Install dependencies

uv sync --extra tinker --extra dev
2

Start the Tinker inference proxy

CLAAS_TINKER_API_KEY="tml-..." \
CLAAS_TINKER_BASE_MODEL="Qwen/Qwen3-30B-A3B" \
  uv run uvicorn claas.proxy.tinker_inference_proxy:app \
    --host 0.0.0.0 --port 8000
3

Start the CLaaS API

CLAAS_DISTILL_EXECUTION_MODE=tinker \
CLAAS_TINKER_API_KEY="tml-..." \
CLAAS_TINKER_BASE_MODEL="Qwen/Qwen3-30B-A3B" \
CLAAS_ALLOWED_INIT_BASE_MODELS="Qwen/Qwen3-30B-A3B" \
  uv run uvicorn claas.api:web_app \
    --host 0.0.0.0 --port 8080
Use claas.api:web_app, not claas.api:app. The app object is a Modal App and is not ASGI-compatible.
4

Run the eval

CLAAS_DISTILL_EXECUTION_MODE=tinker \
CLAAS_TINKER_API_KEY="tml-..." \
CLAAS_TINKER_BASE_MODEL="Qwen/Qwen3-30B-A3B" \
  uv run python -m claas.eval
This runs with the default Hydra config (claas/eval/configs/base.yaml).

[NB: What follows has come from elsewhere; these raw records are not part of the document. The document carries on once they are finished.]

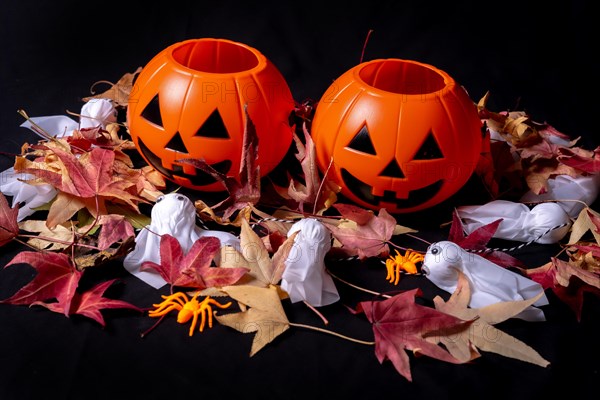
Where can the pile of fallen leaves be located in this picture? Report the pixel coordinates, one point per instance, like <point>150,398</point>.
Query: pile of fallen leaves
<point>96,210</point>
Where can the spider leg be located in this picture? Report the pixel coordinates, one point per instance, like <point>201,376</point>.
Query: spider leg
<point>194,320</point>
<point>163,310</point>
<point>389,265</point>
<point>397,274</point>
<point>203,322</point>
<point>216,303</point>
<point>209,311</point>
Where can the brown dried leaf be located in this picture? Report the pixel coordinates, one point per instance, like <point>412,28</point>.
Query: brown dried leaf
<point>119,92</point>
<point>587,220</point>
<point>480,331</point>
<point>264,316</point>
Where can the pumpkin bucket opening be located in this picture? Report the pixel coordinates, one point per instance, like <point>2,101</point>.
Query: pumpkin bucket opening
<point>215,56</point>
<point>402,77</point>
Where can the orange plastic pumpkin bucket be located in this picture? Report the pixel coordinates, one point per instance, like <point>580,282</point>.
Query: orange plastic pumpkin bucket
<point>399,135</point>
<point>188,102</point>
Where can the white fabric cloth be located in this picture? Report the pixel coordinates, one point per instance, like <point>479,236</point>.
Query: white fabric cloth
<point>564,187</point>
<point>173,214</point>
<point>305,277</point>
<point>490,283</point>
<point>97,112</point>
<point>518,221</point>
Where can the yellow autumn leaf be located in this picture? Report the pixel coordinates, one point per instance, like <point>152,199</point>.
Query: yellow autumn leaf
<point>481,333</point>
<point>263,316</point>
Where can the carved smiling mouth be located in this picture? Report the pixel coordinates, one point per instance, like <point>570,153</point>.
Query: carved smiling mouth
<point>365,192</point>
<point>200,178</point>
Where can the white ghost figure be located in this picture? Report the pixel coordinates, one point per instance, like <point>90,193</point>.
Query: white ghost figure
<point>490,283</point>
<point>304,277</point>
<point>564,187</point>
<point>93,113</point>
<point>173,214</point>
<point>518,221</point>
<point>97,112</point>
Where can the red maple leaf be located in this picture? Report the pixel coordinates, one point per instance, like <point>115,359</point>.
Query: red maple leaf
<point>245,189</point>
<point>9,228</point>
<point>478,240</point>
<point>370,236</point>
<point>56,278</point>
<point>401,324</point>
<point>114,228</point>
<point>567,281</point>
<point>90,303</point>
<point>194,268</point>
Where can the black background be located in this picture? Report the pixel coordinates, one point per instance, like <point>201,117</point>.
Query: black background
<point>529,57</point>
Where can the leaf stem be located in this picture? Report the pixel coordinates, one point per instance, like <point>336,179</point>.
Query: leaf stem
<point>54,240</point>
<point>314,328</point>
<point>358,287</point>
<point>325,321</point>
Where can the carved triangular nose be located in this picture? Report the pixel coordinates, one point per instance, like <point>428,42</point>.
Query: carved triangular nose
<point>392,170</point>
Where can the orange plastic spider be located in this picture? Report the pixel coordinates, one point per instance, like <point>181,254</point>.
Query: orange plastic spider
<point>187,309</point>
<point>404,262</point>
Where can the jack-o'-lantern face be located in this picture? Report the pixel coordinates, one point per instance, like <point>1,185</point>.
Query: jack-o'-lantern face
<point>400,135</point>
<point>188,102</point>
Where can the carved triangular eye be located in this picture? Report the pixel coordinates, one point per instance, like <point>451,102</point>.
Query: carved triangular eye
<point>176,144</point>
<point>429,149</point>
<point>362,142</point>
<point>213,127</point>
<point>392,170</point>
<point>152,112</point>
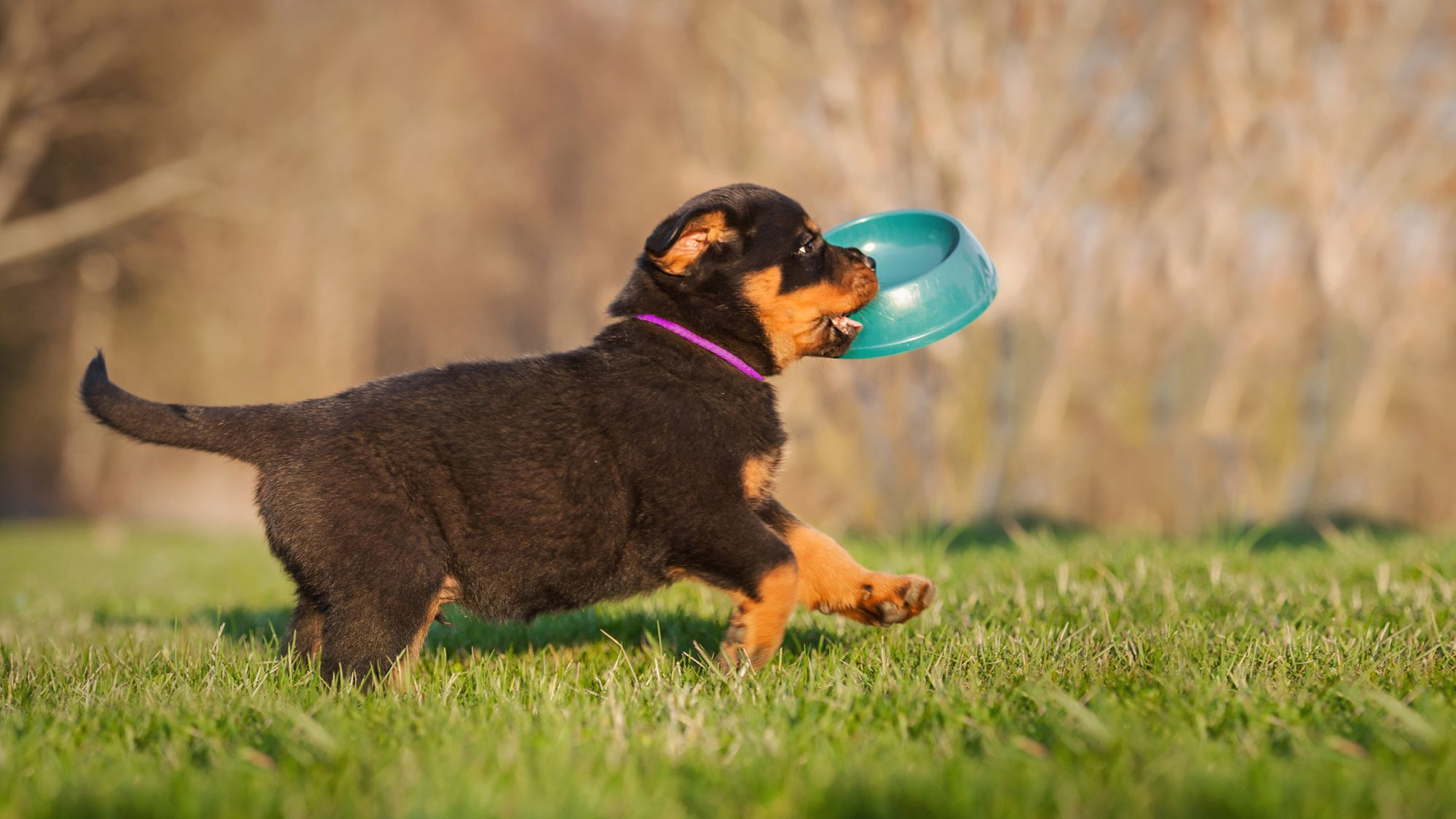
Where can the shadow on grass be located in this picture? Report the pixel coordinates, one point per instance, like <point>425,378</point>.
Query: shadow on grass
<point>678,633</point>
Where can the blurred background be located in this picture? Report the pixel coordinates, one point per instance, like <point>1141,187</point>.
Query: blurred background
<point>1227,232</point>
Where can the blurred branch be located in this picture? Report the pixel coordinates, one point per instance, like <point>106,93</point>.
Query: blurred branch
<point>90,216</point>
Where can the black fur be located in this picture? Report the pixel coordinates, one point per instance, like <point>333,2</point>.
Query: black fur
<point>541,484</point>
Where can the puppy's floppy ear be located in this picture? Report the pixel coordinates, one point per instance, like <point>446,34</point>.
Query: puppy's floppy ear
<point>679,242</point>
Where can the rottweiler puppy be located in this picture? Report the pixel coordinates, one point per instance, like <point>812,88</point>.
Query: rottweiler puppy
<point>557,481</point>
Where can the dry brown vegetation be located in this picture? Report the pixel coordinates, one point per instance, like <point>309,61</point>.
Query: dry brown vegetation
<point>1225,231</point>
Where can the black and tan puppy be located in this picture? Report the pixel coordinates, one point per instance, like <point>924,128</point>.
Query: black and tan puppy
<point>557,481</point>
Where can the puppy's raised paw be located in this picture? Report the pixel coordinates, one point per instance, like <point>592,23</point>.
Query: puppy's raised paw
<point>893,598</point>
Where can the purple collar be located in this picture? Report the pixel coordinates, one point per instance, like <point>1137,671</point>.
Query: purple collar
<point>743,366</point>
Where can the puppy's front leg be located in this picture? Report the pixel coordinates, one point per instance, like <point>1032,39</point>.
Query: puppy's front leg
<point>834,582</point>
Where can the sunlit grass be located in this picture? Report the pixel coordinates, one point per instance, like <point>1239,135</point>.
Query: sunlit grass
<point>1074,676</point>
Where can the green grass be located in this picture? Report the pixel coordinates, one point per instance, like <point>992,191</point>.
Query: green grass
<point>1061,676</point>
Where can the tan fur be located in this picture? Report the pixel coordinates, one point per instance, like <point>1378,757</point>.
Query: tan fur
<point>794,321</point>
<point>698,235</point>
<point>758,475</point>
<point>756,628</point>
<point>834,582</point>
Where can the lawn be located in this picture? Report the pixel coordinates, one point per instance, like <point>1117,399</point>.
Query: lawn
<point>1058,676</point>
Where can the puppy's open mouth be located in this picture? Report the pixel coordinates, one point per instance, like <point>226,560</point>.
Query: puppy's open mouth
<point>847,325</point>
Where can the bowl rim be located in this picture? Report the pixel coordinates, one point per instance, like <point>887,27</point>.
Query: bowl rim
<point>966,244</point>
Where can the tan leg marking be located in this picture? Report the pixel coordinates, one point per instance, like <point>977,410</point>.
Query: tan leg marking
<point>400,675</point>
<point>756,627</point>
<point>834,582</point>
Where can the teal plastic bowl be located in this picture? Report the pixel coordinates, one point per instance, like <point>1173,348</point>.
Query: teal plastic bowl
<point>934,279</point>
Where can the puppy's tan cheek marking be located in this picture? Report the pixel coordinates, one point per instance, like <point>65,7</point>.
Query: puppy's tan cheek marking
<point>758,475</point>
<point>794,321</point>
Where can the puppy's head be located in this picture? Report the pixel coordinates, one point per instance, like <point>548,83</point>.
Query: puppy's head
<point>748,263</point>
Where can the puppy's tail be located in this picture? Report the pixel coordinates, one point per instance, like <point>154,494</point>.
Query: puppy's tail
<point>247,433</point>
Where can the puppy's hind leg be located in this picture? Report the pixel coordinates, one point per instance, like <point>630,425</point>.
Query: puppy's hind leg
<point>375,631</point>
<point>305,636</point>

Override any field via key=value arguments.
5

View results

Results are written to ./data/evals/<run-id>/. View them in the browser via the eval dashboard:
http://localhost:8080/v1/eval?results_dir=./data/evals
Or inspect the raw output:
cat data/evals/<run-id>/summary.json

Known Gotchas

Tinker uses its own model identifiers that differ from HuggingFace names. For example, the HuggingFace model Qwen/Qwen3-Coder-30B-A3B-Instruct is Qwen/Qwen3-30B-A3B in Tinker. Sampling works with either name, but LoRA training init will reject the HuggingFace name with a 400 error. Always use the Tinker name in base_model.
When running the CLaaS API with uvicorn directly (no Docker/Modal), use claas.api:web_app, not claas.api:app. The app object is a Modal App and is not ASGI-compatible.
The proxy reads CLAAS_TINKER_BASE_MODEL to initialize its sampling client, and the eval config’s base_model is passed to the API for LoRA init. If they reference different models, scoring and training will target different models.
The collapse metric generates multiple stochastic samples per step. It only runs at steps listed in collapse_steps (default [0, 5, 10, 15, 19]) to limit overhead. You can further reduce cost by narrowing the list.